Entertainment Weekly noted many viewer comments on the "Miracle Max" background Billy Crystal had created (he also wore his original hat from the film.) They also enjoyed the Q&A session, including the cast's memories of Andre the Giant.

More than 110,000 listeners donated $1 or more to be able to tune in to the event, which raised $4.25 million for Wisconsin Democrats. On September 18, the Associated Press updated earlier numbers to say that more than 142,000 viewers made donations, bringing the amount raised to $4.26 million. Wikler said of the event that it was the biggest grassroots fundraiser the party has ever held.

Trump campaign spokespeople, however, said that the online event would not help Biden win Wisconsin. Trump's spokeswoman Anna Kelly said, "Unlike the movie, we know what inconceivable means, and a Biden victory in Wisconsin is simply inconceivable". Mr Biden would go on to win the state by 20,697 votes, according to the final ballot count.

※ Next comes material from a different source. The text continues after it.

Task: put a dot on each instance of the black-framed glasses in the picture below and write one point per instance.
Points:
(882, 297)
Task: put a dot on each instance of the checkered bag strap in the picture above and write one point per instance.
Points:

Elwes, being interviewed on Morning Joe on September 17, said that following the success of the reunion other battleground states approached him about doing table reads of other classic movies. By October 31, according to The Washington Post, the Princess Bride table-readpropelled an unprecedented run of virtual cast reunions...The flurry of Democratic fundraising cast reunions and readings in recent months has included Veep, Seinfeld, Parks and Recreation, Happy Days and Superbad...

A recording of the live performance can be accessed using a passcode, in exchange for a donation to Wisconsin Democrats.